本文:やぁ、こんにちは。授業中だったかな? だとしたら申し訳ない。自分が高校生の時の事を思い出しつつ、この時間帯なら大丈夫だと思ってメールを出したのだが。要件自体は大した事ではないよ。今朝の新聞はもう見たかな? 小さな記事だが、私の会社の事が載っていた筈だ。「歴史的な遺産」を発見した事でちょっとした揉め事になっていてね――
そういえば、そんな記事があったなぁと一真はなんだか、遠い記憶の事のように思い出す。とはいえ、話が読めない。

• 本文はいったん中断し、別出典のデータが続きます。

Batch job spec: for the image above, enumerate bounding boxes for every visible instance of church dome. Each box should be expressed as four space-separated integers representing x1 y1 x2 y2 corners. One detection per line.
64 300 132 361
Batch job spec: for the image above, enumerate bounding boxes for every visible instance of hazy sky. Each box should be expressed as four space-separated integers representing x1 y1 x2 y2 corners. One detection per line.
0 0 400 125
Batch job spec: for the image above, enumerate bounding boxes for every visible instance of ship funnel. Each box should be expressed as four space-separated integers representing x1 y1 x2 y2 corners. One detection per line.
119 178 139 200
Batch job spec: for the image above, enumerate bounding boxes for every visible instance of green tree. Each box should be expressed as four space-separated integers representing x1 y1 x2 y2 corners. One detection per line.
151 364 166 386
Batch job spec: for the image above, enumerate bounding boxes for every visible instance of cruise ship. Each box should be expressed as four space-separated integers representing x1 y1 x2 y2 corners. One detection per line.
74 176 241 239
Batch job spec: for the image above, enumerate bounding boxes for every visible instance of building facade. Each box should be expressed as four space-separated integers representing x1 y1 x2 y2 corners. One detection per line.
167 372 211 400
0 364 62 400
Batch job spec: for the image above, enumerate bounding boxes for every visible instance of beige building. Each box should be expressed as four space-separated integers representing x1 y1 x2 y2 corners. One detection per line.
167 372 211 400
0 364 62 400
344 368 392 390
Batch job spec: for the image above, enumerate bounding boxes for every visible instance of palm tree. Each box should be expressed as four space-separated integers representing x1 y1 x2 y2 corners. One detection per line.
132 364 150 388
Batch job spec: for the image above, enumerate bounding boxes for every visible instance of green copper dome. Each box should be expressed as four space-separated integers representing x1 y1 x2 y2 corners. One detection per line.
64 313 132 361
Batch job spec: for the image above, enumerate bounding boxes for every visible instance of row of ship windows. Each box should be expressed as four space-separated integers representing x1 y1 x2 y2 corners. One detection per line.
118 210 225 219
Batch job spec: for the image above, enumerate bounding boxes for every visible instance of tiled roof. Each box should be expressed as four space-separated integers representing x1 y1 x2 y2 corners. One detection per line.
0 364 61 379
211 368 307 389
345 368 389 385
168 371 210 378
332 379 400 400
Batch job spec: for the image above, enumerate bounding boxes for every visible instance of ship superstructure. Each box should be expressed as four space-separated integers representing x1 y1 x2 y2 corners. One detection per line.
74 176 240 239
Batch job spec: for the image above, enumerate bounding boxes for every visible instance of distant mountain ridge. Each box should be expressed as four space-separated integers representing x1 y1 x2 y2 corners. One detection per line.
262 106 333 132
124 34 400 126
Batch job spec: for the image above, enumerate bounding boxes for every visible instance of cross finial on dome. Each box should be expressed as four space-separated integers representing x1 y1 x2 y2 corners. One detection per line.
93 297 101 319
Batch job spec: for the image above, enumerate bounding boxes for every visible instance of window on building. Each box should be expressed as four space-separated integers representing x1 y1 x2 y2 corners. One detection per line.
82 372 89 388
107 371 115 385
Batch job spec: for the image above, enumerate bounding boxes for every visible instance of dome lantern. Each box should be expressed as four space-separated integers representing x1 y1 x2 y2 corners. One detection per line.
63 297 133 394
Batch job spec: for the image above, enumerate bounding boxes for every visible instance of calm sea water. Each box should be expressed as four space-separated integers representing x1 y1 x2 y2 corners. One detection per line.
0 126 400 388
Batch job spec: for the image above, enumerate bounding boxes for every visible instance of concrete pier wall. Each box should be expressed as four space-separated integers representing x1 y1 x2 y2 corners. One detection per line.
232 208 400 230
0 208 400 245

一体、それが自分と何の関係があるのだろうかと少し苛立ちながら思った。普段だったら興味が湧いたかもしれないが、今は別に悩み事がある。『歴史的遺産』を手に入れた経緯だとかが、バーっと書いてあったのを流し読みしていく。が、一真の視線はある一文で止まった。一瞬読み間違えたのかと思った。
――元々、この物品は栃煌神社の物らしいという事が私独自の調べで判明してね。私自身は栃煌神社に返そうと思っているのだが、どうにも学会の連中が五月蠅い。先に発見したのは私だし、強引な手段に出るとも思えないが、『何者』かの手によって盗まれないかが、少し心配だ。だから、一真。君に届けて欲しい。君なら神社の人とも私よりかは親しいし。返信の必要は無い。その気があったら、会社の方まで来てほしい。受付には話をしてあるから、すぐに通してくれる筈だ。
栃煌神社の物品か。一真は思った。一体なんだろう。それに、そんな貴重な物を何故神社に返すつもりになっているのか、叔父の心情が気になった。
一真の知る限り、博人は記事のネタになるような物品を手放すような男ではない。そのせいで、問題になったことが過去に何度かあったのを一真は知っている。
もしかしたら、その『遺産』呪われているのかもしれない……以前だったら冗談だろと笑い飛ばしている考えを今は、笑い飛ばせない。そんなものを神社まで運べとな。どうしようか、断るべきか。
そうだ、月達に聞いてみよう。一真は思い、立ち上がった。日向がやっと終わったかというように顔を綻ばせた。
「お、やっと、めえる終わった?」
“メール”の発音と音のアクセントがおかしい。月も外来語の発音がおかしかったりするが、もしかして主人と式神の共通点なのだろうか。